Fix strict NotEqualTo and NotIn metrics with nulls and NaNs#3547
Fix strict NotEqualTo and NotIn metrics with nulls and NaNs#3547kevinjqliu wants to merge 1 commit into
Conversation
|
This looks the same fix as #3521 |
|
|
||
| should_read = _StrictMetricsEvaluator(strict_data_file_schema, NotIn("some_nulls", {"abc", "def"})).eval(strict_data_file_1) | ||
| assert should_read, "Should match: notIn on some nulls column, 'bbb' > 'abc' and 'bbb' < 'def'" | ||
| assert not should_read, "Should not match: mixed-null notIn cannot be proven when bounds are missing" |
There was a problem hiding this comment.
some_nulls has value_count = 50 and null_count = 10
- Its field id is
5in strict_data_file_schema
So 40 values are non-null, but without lower/upper bounds the strict evaluator cannot rule out "abc" or "def" among them.

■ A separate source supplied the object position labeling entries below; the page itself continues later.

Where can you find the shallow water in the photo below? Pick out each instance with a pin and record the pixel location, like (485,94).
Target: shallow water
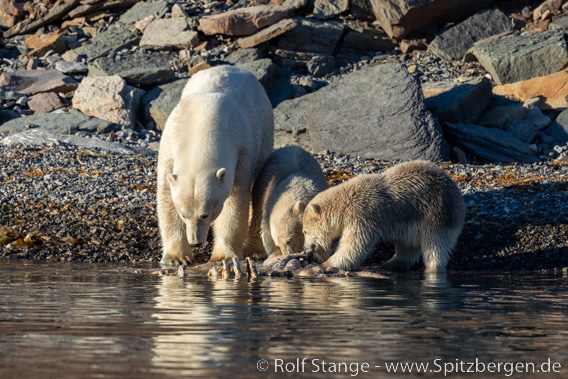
(78,320)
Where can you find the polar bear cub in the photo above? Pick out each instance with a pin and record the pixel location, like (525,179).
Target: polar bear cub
(416,205)
(212,147)
(288,180)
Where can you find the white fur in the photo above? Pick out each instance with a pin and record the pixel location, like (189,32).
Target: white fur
(416,205)
(289,179)
(212,147)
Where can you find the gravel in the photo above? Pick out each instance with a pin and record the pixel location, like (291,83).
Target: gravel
(64,203)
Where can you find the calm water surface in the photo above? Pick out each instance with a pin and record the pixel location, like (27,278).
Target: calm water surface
(77,320)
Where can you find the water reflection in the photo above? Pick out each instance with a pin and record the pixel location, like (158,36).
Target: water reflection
(89,320)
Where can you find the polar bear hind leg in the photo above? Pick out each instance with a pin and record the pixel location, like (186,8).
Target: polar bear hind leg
(404,258)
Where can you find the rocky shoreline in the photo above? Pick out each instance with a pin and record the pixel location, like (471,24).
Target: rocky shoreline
(75,204)
(86,87)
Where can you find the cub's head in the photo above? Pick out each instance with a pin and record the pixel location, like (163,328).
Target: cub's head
(316,232)
(286,227)
(199,201)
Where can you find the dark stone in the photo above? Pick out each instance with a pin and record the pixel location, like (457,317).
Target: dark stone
(462,104)
(376,112)
(456,41)
(136,69)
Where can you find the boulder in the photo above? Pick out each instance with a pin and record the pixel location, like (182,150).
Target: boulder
(108,98)
(170,33)
(490,144)
(30,82)
(160,101)
(523,130)
(142,10)
(560,23)
(361,10)
(136,69)
(553,88)
(559,128)
(104,44)
(500,116)
(522,57)
(325,9)
(71,67)
(456,41)
(243,21)
(462,104)
(39,45)
(400,18)
(45,102)
(267,34)
(30,25)
(41,137)
(312,36)
(362,39)
(62,123)
(376,112)
(290,123)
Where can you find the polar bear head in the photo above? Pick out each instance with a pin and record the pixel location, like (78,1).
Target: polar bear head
(286,226)
(199,200)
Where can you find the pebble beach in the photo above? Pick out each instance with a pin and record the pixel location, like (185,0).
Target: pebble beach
(73,204)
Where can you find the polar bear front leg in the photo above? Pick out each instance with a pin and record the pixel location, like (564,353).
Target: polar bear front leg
(354,246)
(230,228)
(175,248)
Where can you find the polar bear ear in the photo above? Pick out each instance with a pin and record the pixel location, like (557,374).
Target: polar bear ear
(171,179)
(221,175)
(298,208)
(315,208)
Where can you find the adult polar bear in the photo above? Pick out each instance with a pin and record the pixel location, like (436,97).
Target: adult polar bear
(213,145)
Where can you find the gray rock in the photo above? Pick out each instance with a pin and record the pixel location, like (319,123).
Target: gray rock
(320,66)
(264,70)
(325,9)
(244,55)
(456,41)
(142,10)
(400,18)
(494,144)
(536,116)
(462,104)
(290,123)
(169,33)
(522,57)
(71,67)
(105,44)
(559,128)
(312,36)
(41,137)
(29,82)
(559,23)
(108,98)
(363,39)
(160,101)
(524,130)
(61,123)
(7,115)
(136,69)
(390,122)
(361,10)
(501,116)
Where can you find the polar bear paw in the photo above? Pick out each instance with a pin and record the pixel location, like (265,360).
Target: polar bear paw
(176,259)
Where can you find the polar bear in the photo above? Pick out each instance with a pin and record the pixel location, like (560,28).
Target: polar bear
(213,145)
(416,205)
(288,180)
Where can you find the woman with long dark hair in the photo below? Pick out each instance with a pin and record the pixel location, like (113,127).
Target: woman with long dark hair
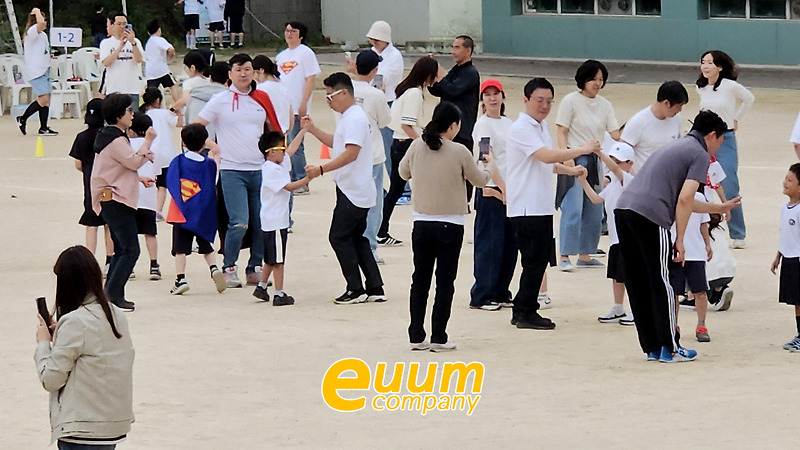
(88,366)
(438,167)
(719,92)
(407,125)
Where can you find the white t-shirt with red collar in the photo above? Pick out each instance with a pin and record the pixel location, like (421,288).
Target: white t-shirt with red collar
(239,123)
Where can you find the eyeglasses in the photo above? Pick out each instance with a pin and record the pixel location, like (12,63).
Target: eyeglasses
(332,94)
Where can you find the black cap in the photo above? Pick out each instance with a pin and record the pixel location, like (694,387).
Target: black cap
(367,60)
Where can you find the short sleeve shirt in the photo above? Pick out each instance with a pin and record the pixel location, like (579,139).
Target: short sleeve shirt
(653,193)
(295,65)
(587,118)
(355,178)
(529,182)
(37,53)
(274,198)
(123,75)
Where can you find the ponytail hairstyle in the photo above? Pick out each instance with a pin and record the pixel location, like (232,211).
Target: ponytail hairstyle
(77,277)
(444,115)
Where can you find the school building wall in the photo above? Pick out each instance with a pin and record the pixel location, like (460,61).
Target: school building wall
(682,33)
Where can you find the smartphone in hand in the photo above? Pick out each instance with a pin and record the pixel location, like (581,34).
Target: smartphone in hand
(483,148)
(41,305)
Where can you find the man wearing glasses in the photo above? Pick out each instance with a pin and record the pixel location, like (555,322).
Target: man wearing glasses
(351,170)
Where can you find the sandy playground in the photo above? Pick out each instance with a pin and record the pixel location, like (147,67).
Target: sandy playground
(227,371)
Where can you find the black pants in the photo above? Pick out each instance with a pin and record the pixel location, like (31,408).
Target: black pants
(439,244)
(535,238)
(396,184)
(121,221)
(647,249)
(351,247)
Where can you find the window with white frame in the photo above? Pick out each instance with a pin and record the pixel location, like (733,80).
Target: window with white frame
(755,9)
(593,7)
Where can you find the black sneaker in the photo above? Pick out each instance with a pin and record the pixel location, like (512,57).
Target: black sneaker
(282,300)
(261,293)
(376,295)
(22,123)
(352,297)
(124,305)
(536,322)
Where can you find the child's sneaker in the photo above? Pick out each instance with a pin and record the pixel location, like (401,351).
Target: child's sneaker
(219,280)
(282,300)
(613,316)
(701,333)
(261,293)
(180,287)
(155,273)
(793,345)
(682,355)
(232,278)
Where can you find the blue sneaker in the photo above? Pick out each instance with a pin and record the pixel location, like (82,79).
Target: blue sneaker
(682,355)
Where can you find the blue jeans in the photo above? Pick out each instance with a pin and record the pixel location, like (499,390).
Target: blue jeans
(242,192)
(71,446)
(121,222)
(299,157)
(579,231)
(495,251)
(375,213)
(728,158)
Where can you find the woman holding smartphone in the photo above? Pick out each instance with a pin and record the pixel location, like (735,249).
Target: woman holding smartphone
(407,125)
(438,167)
(87,363)
(719,92)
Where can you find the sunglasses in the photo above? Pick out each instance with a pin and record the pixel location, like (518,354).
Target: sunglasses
(330,96)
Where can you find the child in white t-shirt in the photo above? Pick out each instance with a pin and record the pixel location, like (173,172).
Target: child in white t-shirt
(691,273)
(276,191)
(789,251)
(164,144)
(619,161)
(145,208)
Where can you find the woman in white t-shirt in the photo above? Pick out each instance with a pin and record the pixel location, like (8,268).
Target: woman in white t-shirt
(583,116)
(407,123)
(37,72)
(495,240)
(719,92)
(268,78)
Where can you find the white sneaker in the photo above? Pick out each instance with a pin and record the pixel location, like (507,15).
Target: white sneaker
(544,301)
(446,347)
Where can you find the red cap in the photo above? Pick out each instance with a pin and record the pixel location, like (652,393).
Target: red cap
(491,83)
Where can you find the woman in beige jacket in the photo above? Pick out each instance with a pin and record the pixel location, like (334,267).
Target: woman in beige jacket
(438,167)
(88,366)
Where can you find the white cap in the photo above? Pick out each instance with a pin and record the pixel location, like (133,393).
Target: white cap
(380,31)
(622,151)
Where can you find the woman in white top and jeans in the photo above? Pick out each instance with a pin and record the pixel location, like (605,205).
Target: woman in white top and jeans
(406,123)
(88,366)
(438,167)
(719,92)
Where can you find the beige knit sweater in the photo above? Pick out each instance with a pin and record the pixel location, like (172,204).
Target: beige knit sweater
(438,177)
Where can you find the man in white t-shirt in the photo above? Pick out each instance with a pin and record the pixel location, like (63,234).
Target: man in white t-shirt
(299,68)
(374,105)
(121,54)
(191,20)
(351,170)
(156,70)
(238,115)
(530,163)
(655,126)
(37,72)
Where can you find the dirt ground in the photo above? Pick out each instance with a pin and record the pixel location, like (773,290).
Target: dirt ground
(226,371)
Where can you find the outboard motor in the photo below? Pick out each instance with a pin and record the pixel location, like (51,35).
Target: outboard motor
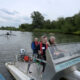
(21,54)
(22,51)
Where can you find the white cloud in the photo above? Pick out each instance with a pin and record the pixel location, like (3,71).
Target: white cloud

Before the fix, “column can contain nulls” incorrectly caused ROWS_MUST_MATCH; now only “column contains nulls only” can do that.
2d02d02 to
fa29f84
Compare
fa29f84 to
43860b7
Compare
| ) | ||
|
|
||
| should_read = _StrictMetricsEvaluator(schema, NotEqualTo("x", 5)).eval(data_file) | ||
| assert should_read == ROWS_MIGHT_NOT_MATCH, "Should not match: bounds prove the non-null value is 5" |
There was a problem hiding this comment.
value_count = 2 and null_count = 1, so there is 1 non-null value. Bounds [5..5] mean the non-null value is 5, so NotEqualTo("x", 5) / NotIn("x", {5, 6}) cannot match every row.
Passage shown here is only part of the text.